I precedenti di giurisprudenza citati dalla parte sono tutti relativi a procedure di mutamento del classamento ai sensi della L. n. 211 del 2004, art. 1, comma 335, che è una ipotesi ben diversa dal classamento mediante DOCFA. La parte incorre nell’errore di non distinguere tra le due ipotesi, e tralasciando di considerare che nell’uno e nell’altro caso sono richiesti standard motivazionali diversi; la CTR ha già chiarito alla parte che vi è differenza tra il classamento con procedura DOCFA, qual è quello di cui si tratta nel caso di specie, e il riclassamento che muove dall’iniziativa dell’Ufficio, con il quale si muta un classamento già attribuito. Il giudice di appello ha fatto riferimento nella sua motivazione ad un precedente di questa Corte che enuncia un principio consolidato e cioè che nella procedura DOCFA l’obbligo di motivazione è assolto facendo riferimento agli stessi dati proposti dal contribuente, anche diversamente valutati, perchè è una procedura collaborativa (Cass. 21505/2010). E’ stato inoltre affermato da questa Corte che nella procedura DOCFA l’obbligo di motivazione del relativo avviso è soddisfatto con la mera indicazione dei dati oggettivi e della classe attribuita, quando gli elementi di fatto indicati dal contribuente non siano disattesi dall’Ufficio e l’eventuale differenza tra la rendita proposta e quella attribuita derivi da una diversa valutazione tecnica riguardante il valore economico dei beni (Cass. 31809/2018; Cass. 12777/2018). Di contro, nel procedimento di riclassamento ai sensi dell’art. 1, comma 335 cit., l’Ufficio ha un obbligo di motivazione più rigoroso, in tal caso la dilatazione della componente motivazionale si giustifica per il fatto che, andando ad incidere su valutazioni che si presumono già verificate in termini di congruità, è necessario mettere in evidenza gli elementi di discontinuità che ne legittimano la variazione (Cass. 19990/2019).

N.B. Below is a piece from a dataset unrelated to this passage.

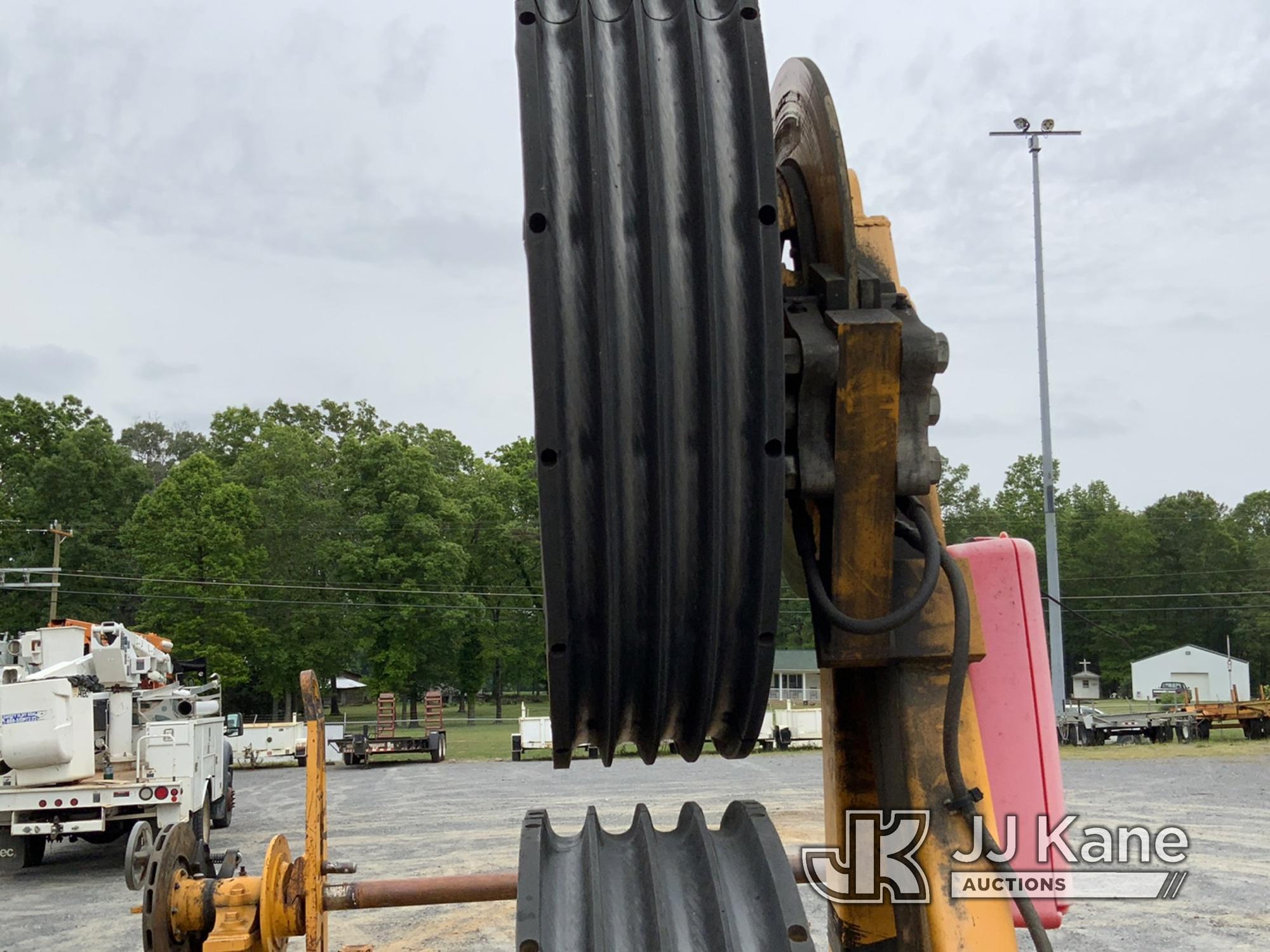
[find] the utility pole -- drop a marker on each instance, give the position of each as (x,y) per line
(1059,677)
(59,534)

Ciò è stato già esplicitato dalla CTR nella sua sentenza che si è correttamente attenuta a questi principi; il giudice d’appello ha peraltro anche motivato sulla ragione per la quale ritiene inconferente il riferimento ai valori nella microzona, fatto dalla parte, affermando che l’immobile va classificato con diversa metodologia. Infondato è quindi anche il rilievo contenuto nel terzo motivo, ove si richiama l’art. 1, comma 335 cit. e si lamenta l’omessa valutazione di una perizia che fa riferimento i valori rilevati nella microzona, dato ritenuto irrilevante dalla CTR. Nel richiamarsi all’art. 1, comma 335 cit., la parte imposta erroneamente la questione, perchè pacificamente emerge dagli atti che non è questa una ipotesi di modifica del classamento ai sensi dell’art. 1, comma 335 cit., ma la diversa ipotesi di (primo) classamento con procedura DOCFA, cui si applica i principi sopra emarginati ai quali la CTR si è attenuta. Quanto poi alla valutazione nel merito delle prove, si tratta di un giudizio di fatto incensurabile in questa sede.

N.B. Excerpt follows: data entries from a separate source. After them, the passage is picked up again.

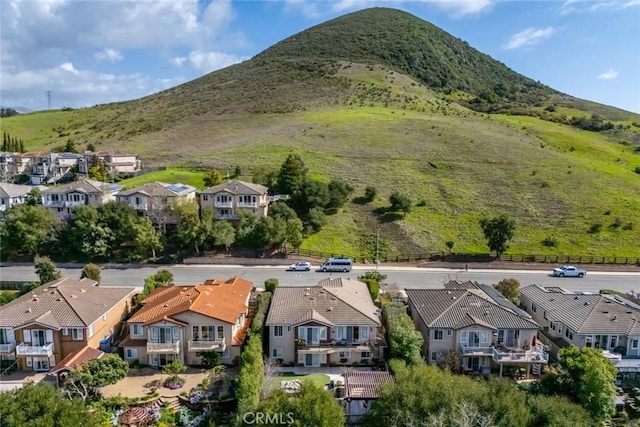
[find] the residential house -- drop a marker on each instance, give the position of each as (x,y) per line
(123,164)
(608,322)
(333,322)
(362,388)
(154,200)
(182,322)
(44,326)
(13,194)
(477,323)
(229,199)
(64,198)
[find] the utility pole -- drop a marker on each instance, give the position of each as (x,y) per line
(377,261)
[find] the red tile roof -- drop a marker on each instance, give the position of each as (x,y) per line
(219,299)
(78,357)
(365,384)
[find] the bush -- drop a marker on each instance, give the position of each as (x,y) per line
(271,284)
(370,193)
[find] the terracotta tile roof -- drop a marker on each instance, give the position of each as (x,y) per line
(237,187)
(63,303)
(241,334)
(364,385)
(459,308)
(333,302)
(76,358)
(219,299)
(586,313)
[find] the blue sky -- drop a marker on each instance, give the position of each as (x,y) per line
(89,52)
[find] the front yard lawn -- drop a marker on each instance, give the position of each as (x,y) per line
(273,383)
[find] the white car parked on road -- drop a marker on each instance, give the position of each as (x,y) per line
(569,271)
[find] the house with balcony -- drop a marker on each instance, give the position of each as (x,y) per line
(14,194)
(60,318)
(583,319)
(332,322)
(116,164)
(62,199)
(229,199)
(479,324)
(183,322)
(154,200)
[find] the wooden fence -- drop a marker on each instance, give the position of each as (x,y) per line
(458,257)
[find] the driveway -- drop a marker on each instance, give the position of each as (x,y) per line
(139,382)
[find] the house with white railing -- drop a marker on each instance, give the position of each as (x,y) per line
(59,319)
(183,322)
(477,323)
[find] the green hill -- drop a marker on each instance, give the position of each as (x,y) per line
(382,98)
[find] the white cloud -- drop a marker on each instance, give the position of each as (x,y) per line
(205,62)
(609,75)
(108,54)
(528,37)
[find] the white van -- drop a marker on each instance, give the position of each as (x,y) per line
(337,264)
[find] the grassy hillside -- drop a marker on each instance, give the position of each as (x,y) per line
(350,99)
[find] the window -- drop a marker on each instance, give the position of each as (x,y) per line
(137,329)
(76,334)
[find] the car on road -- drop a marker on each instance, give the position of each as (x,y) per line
(300,266)
(569,271)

Ne consegue il rigetto del ricorso.

Le spese seguono la soccombenza e si liquidano come da dispositivo.

P.Q.M.

Rigetta il ricorso e condanna il ricorrente alle spese del giudizio di legittimità che liquida in Euro 2.050,00 oltre rimborso spese forfetarie ed accessori di legge.

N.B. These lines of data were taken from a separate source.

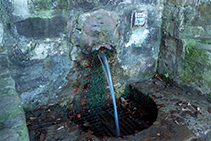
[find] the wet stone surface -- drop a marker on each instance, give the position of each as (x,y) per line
(182,116)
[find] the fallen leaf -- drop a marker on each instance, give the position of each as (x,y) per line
(86,123)
(79,115)
(155,123)
(166,136)
(42,137)
(89,135)
(158,77)
(28,123)
(73,129)
(32,118)
(89,131)
(147,139)
(61,127)
(154,97)
(81,137)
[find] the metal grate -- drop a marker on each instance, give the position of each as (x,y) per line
(101,121)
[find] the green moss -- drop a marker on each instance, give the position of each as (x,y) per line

Ai sensi del D.P.R. n. 115 del 2002, art. 13, comma 1 quater, dà atto della sussistenza dei presupposti per il versamento da parte del ricorrente dell’ulteriore importo a titolo di contributo unificato pari a quello dovuto per il ricorso principale, a norma dello stesso art. 13, comma 1 bis.

Così deciso in Roma, nella Camera di consiglio, il 12 settembre 2019.